The solution for Bill O'Reilly is simple. It's the same solution Brian Williams had at his disposal. Richard Nixon had it too, and had he used the solution chances are he may never have had to resign.
TELL THE TRUTH.
There are lots of VJ's now, the one-man-bands who do it all. Back when Bill O'Reilly was working for CBS it was always a TV crew. The correspondent was not by himself.
To verify what he claims, Bill O'Reilly can simply name the photographers he was with who witnessed what he claims to have witnessed.
The Washington Post's Erik Wemple writes what's probably slightly disconcerting for FOX News because Erik's piece contains facts and rational thought. Will Roger Ailes take any action at all? Erik asked Fox News for the name of the photographer, and was told it is Roberto Moreno. Keep watching Erik's blog for an update once he finds the cameraman.

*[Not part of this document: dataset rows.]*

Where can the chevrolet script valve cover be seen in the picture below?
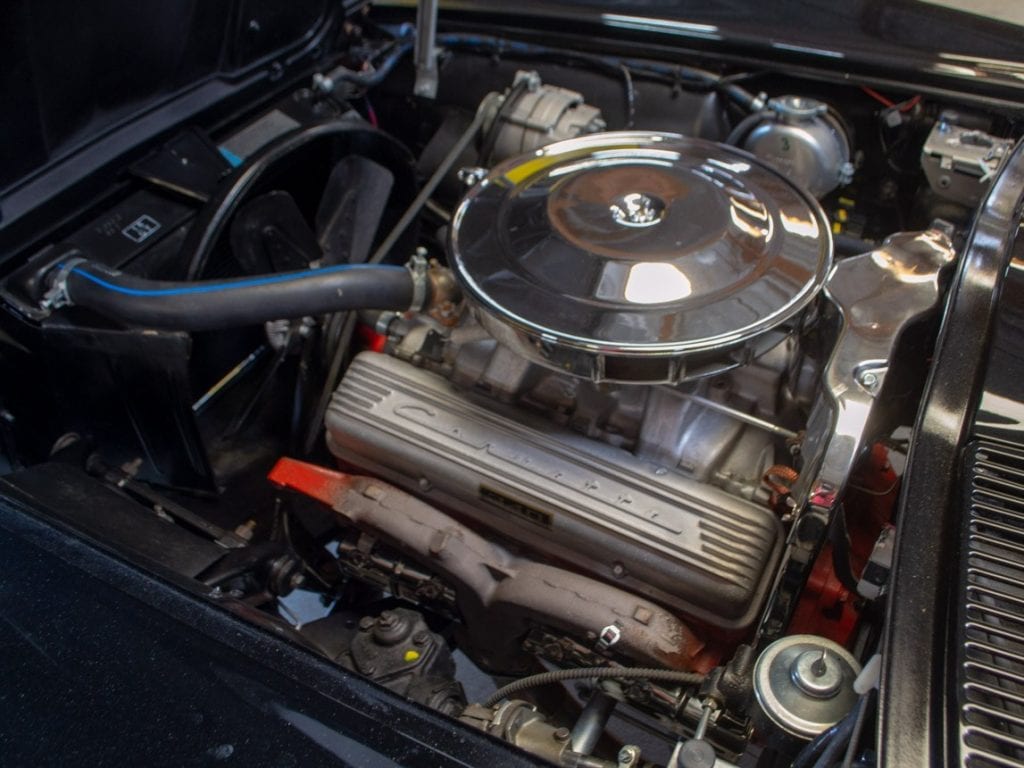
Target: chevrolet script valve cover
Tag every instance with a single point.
(639, 257)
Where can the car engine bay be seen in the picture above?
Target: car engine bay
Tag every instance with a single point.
(563, 392)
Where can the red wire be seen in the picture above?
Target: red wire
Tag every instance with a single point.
(909, 103)
(878, 96)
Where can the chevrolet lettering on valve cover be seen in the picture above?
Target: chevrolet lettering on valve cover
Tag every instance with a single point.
(588, 384)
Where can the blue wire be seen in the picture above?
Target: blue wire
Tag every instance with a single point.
(254, 283)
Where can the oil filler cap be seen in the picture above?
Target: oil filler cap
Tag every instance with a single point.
(804, 684)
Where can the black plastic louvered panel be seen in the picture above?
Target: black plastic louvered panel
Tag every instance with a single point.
(991, 648)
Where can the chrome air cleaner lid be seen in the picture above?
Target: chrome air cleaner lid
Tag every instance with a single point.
(639, 257)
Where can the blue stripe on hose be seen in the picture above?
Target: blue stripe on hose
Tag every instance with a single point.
(254, 283)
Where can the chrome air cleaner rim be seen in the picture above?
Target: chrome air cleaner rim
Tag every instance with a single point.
(638, 256)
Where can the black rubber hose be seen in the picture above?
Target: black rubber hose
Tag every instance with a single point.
(376, 76)
(205, 305)
(594, 673)
(744, 126)
(826, 747)
(841, 551)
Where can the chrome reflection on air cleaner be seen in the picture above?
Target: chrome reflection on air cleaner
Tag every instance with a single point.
(639, 257)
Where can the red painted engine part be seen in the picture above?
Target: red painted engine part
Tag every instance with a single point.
(826, 607)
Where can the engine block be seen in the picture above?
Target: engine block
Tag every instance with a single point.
(625, 519)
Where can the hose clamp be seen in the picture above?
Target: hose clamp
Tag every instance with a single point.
(418, 267)
(56, 296)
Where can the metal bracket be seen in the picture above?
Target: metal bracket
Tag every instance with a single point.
(57, 295)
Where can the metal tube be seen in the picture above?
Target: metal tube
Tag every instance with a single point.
(740, 416)
(593, 719)
(428, 189)
(426, 49)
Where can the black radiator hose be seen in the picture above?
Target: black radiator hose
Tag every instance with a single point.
(207, 305)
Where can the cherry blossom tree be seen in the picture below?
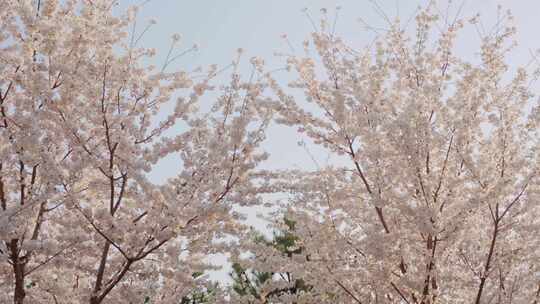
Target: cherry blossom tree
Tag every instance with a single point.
(82, 123)
(438, 200)
(265, 276)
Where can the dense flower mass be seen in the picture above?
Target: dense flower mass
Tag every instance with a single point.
(439, 200)
(436, 201)
(80, 128)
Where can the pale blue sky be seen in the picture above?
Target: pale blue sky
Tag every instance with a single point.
(222, 26)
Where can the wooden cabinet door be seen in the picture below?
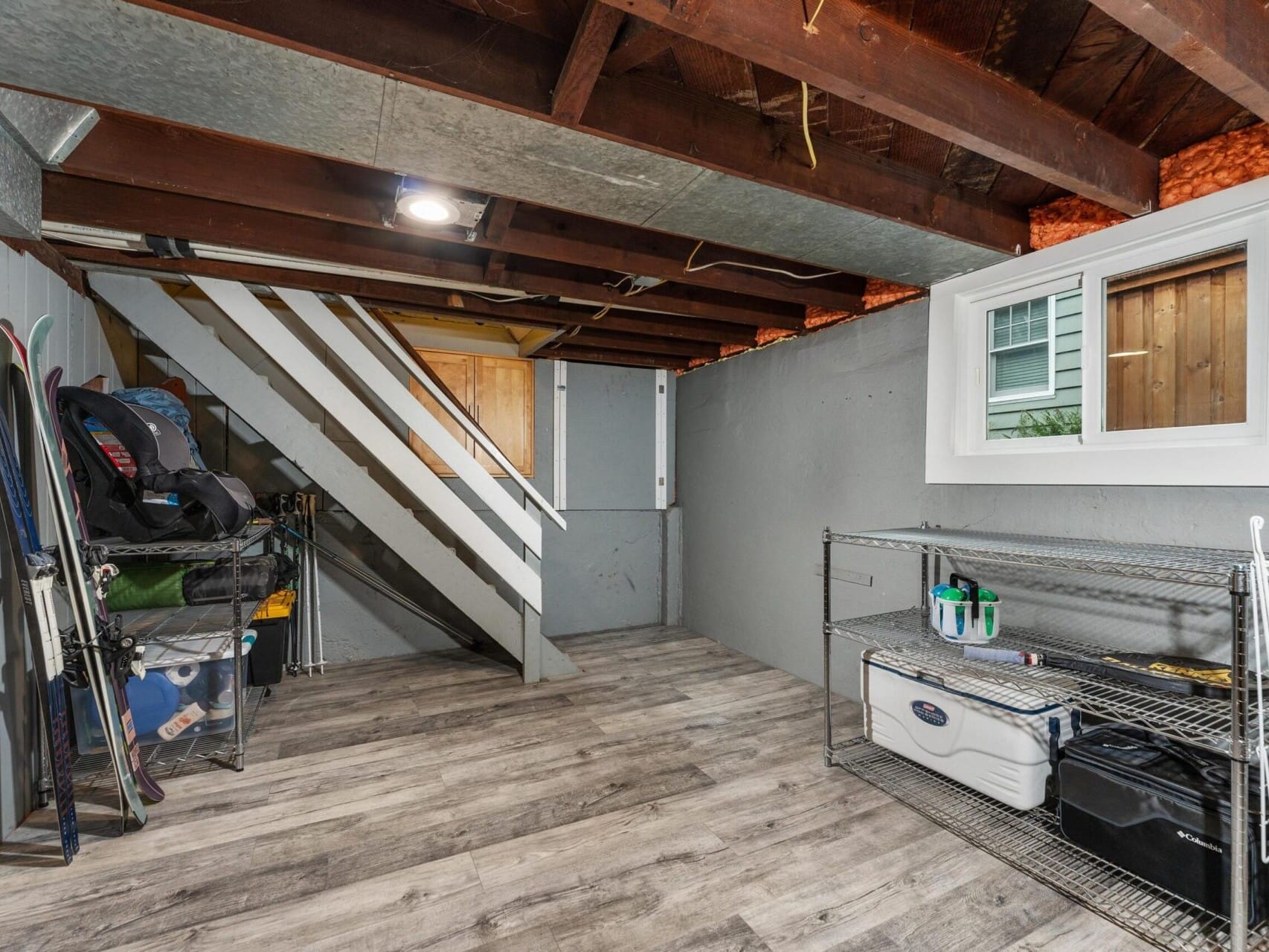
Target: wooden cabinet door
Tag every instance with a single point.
(457, 372)
(504, 409)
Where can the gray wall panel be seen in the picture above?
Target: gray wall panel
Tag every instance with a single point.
(830, 429)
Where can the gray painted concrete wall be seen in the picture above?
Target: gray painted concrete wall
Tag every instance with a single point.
(830, 429)
(80, 344)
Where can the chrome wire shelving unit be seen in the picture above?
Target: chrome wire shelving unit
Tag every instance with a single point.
(1029, 840)
(211, 632)
(173, 758)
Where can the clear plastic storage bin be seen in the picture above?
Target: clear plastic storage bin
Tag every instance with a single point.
(188, 692)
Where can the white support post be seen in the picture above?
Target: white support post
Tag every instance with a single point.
(530, 664)
(560, 448)
(663, 382)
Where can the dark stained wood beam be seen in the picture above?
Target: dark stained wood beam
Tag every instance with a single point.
(580, 355)
(168, 158)
(568, 281)
(598, 338)
(498, 219)
(637, 43)
(495, 268)
(871, 60)
(51, 258)
(423, 298)
(1225, 42)
(547, 233)
(591, 46)
(518, 69)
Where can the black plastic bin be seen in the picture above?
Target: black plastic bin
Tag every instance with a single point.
(1159, 809)
(267, 659)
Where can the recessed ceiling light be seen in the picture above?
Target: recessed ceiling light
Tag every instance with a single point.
(428, 208)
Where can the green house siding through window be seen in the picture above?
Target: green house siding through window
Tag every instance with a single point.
(1028, 371)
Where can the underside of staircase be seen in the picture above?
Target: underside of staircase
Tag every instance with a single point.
(510, 619)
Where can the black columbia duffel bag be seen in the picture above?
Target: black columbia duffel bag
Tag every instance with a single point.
(1161, 810)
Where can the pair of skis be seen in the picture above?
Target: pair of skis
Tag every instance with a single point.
(104, 653)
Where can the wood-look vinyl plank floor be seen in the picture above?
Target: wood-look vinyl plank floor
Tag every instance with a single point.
(670, 797)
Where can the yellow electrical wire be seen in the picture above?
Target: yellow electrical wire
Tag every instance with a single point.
(806, 125)
(806, 93)
(810, 25)
(693, 257)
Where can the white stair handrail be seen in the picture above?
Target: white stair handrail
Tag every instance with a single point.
(311, 375)
(1260, 646)
(454, 411)
(397, 398)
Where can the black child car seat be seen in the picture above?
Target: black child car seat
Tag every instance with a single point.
(136, 476)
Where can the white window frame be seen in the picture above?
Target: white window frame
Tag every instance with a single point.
(1053, 359)
(1230, 454)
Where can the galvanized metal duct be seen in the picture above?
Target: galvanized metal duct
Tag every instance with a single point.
(196, 74)
(34, 131)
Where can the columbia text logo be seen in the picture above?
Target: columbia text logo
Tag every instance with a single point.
(1204, 843)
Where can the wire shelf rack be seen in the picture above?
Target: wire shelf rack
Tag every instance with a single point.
(1132, 560)
(249, 536)
(173, 626)
(1031, 842)
(1192, 720)
(178, 757)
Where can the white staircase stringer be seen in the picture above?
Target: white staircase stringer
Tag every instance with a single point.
(311, 375)
(193, 346)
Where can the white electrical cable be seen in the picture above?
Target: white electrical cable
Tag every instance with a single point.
(1260, 643)
(505, 300)
(690, 268)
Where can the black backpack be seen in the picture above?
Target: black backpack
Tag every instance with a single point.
(136, 476)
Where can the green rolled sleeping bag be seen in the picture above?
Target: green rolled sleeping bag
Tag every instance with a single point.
(147, 587)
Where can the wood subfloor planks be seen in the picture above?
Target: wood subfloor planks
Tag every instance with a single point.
(673, 797)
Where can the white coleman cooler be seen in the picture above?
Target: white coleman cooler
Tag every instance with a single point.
(999, 740)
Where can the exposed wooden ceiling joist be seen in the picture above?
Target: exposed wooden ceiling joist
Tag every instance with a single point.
(174, 159)
(867, 59)
(518, 70)
(637, 43)
(440, 301)
(591, 46)
(1225, 42)
(625, 358)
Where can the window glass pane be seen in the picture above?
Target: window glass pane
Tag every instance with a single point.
(1022, 368)
(1177, 343)
(1015, 372)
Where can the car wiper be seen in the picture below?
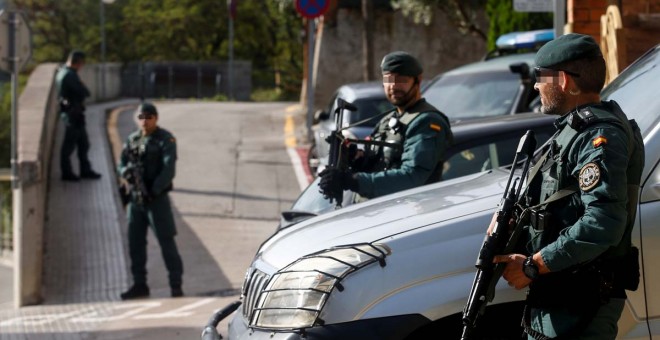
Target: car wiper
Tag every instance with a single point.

Is O'Reilly telling the truth about his "Falklands warzone" coverage? A CBS correspondent who was there doesn't think so. Eric Engberg describes what it was like for CBS crews covering the Falklands War on his Facebook post this way:
"Our knowledge of the war was restricted to what we could glean from comically
deceitful daily briefings given by the Argentine military and watching government-
controlled television to try to pick up a useful clue from propaganda broadcasts. We --
meaning the American networks -- were all in the same, modern hotel and we never
saw any troops, casualties or weapons.
It was not a war zone or even close. It was an "expense account zone.'"
Would any legitimate news organization take immediate action against a host, anchor or reporter
making things up? Of course. Will Fox?
Eric Engberg also takes issue with O'Reilly's description of an injured cameraman.
"O'Reilly has said he was in a situation in Argentina where "my photographer got
run down and hit his head and was bleeding from the ear on the concrete and the
army was chasing us." The only place where such an injury could have occurred
was the relatively tame riot I have described above. Neither Doyle, who would have
been immediately informed of injury to any CBS personnel, nor anyone else who was
working the story remembers a cameraman being injured that night. No one who
reported back to our hotel newsroom after the disturbance was injured; if a cameraman
had been "bleeding from the ear" he would have immediately reported that to his
superiors at the hotel. This part of O'Reilly's Argentina story is not credible without
further confirmation, and O'Reilly should identify the cameraman by name so he
can be questioned about the alleged injury."
Not being a journalistic organization, what Fox News will do is uncertain. Most likely, it will take no action at all. Bill O'Reilly's program makes money. That's what Fox News cares about, not journalism, not ethics, not professional standards, not truth.
When journalism fails, bad things happen.